3.2. Cross-Section and Panel Data Studies
The spatial variation of malaria is analyzed by [65], who examine malaria-related hospital admissions and in-hospital mortalities among children in Africa. The authors apply spatial regression models to quantify the spatial variation of the two outcomes. Using pediatric ward register data from Zomba district, Malawi, between 2002 and 2003, as a case study, they develop two spatial models. The first is a Poisson model applied to analyze hospitalization and minimum mortality rates, with age and sex as covariates. The second is a logistic model applied to individual level data to analyze case-fatality rate, adjusting for individual covariates. The results show that rates of hospital admission and in-hospital mortality decrease with age. Case fatality rate is associated with distance from the hospital, age, wet season, and increases if the patient is referred to the hospital from the primary health facilities. Furthermore, death rates are high on the first day, followed by relatively low rates as the length of hospital stay increases. The outcomes show substantial spatial heterogeneity, which may be attributable to the varying determinants of malaria risk, health services availability and accessibility, and health seeking behavior. Moreover, the increased risk of mortality of referred children may imply inadequate care being available. The authors suggest that reducing the burden of malaria requires integrated strategies that encompass availability of adequate care at primary facilities, introduce home or community case management and encouraging early referral. Those interventions would be needed to interrupt malaria transmission.

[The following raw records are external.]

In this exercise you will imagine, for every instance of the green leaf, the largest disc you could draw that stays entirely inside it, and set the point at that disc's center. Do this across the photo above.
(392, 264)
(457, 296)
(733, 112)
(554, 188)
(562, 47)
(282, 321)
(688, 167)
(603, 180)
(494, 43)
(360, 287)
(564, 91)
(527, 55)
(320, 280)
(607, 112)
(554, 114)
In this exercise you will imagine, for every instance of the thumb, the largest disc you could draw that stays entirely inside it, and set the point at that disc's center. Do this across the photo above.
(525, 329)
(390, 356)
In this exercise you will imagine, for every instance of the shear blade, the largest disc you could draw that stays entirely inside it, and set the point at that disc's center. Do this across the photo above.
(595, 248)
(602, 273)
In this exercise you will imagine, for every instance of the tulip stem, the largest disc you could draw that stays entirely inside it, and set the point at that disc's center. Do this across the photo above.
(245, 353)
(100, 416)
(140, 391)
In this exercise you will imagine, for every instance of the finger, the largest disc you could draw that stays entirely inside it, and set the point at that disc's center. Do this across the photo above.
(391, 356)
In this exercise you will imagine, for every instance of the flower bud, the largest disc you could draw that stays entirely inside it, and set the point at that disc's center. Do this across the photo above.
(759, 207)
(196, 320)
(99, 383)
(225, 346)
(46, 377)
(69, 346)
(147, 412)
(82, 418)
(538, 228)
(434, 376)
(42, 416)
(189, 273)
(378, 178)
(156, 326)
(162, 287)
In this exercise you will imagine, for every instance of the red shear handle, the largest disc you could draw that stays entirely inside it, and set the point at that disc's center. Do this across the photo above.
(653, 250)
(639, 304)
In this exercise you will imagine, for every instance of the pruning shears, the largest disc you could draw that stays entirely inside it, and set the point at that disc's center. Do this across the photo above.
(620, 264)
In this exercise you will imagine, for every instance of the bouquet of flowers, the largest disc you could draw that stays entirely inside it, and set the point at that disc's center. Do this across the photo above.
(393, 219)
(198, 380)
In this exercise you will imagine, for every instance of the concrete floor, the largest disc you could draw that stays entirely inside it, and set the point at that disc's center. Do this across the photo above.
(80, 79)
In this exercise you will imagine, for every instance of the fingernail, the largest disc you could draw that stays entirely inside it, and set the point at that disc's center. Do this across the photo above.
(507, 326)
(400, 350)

In a subsequent article [66], the author extends the analysis of [65] to profile spatial variation of malaria risk and analyze possible association of disease risk with environmental factors at sub-district level in northern Malawi. Using the same data on malaria incidence the author compares Bayesian Poisson regression models assuming different spatial structures. For each model he adjusts for environmental covariates initially identified through bivariate non-spatial models. The model with both spatially structured and unstructured heterogeneity is shown to provide the best fit, based on models comparison criteria. Malaria incidence appears to be associated with altitude (measured in meters above sea level), precipitation (measured in millimeters per annum) and soil water holding capacity. The risk increases with altitude (relative risk (RR): 1.092, with a 95% confidence interval (CI) between 1.020 and 1.169) and precipitation (RR: 1.031, with a 95% CI between 0.950 and 1.120). At medium level of soil water holding capacity relative to low level, the risk is reduced (RR: 0.521, with a 95% CI between 0.298 and 0.912), while at high level of soil water holding capacity relative to low level the risk is raised (RR: 1.649, with a 95% CI between 1.041 and 2.612). Compared to the commonly used standardized incidence ratios, the model-based approach appears to provide homogenous and easy to interpret risk estimates. Generally, the smoothed estimates show less spatial variation in risk, with slightly higher estimates of malaria risk (RR > 1) in low-lying areas mostly situated along the lakeshore regions, in particular in Karonga and Nkhatabay districts, and low risk (RR < 1) in high-lying areas along Nyika plateau and Vwaza highlands. The results suggest that the spatial variation in malaria risk in the region is a combination of various environmental factors, both observed and unobserved. The results also identify what are the areas of increased risk, where further epidemiological investigations could be carried out.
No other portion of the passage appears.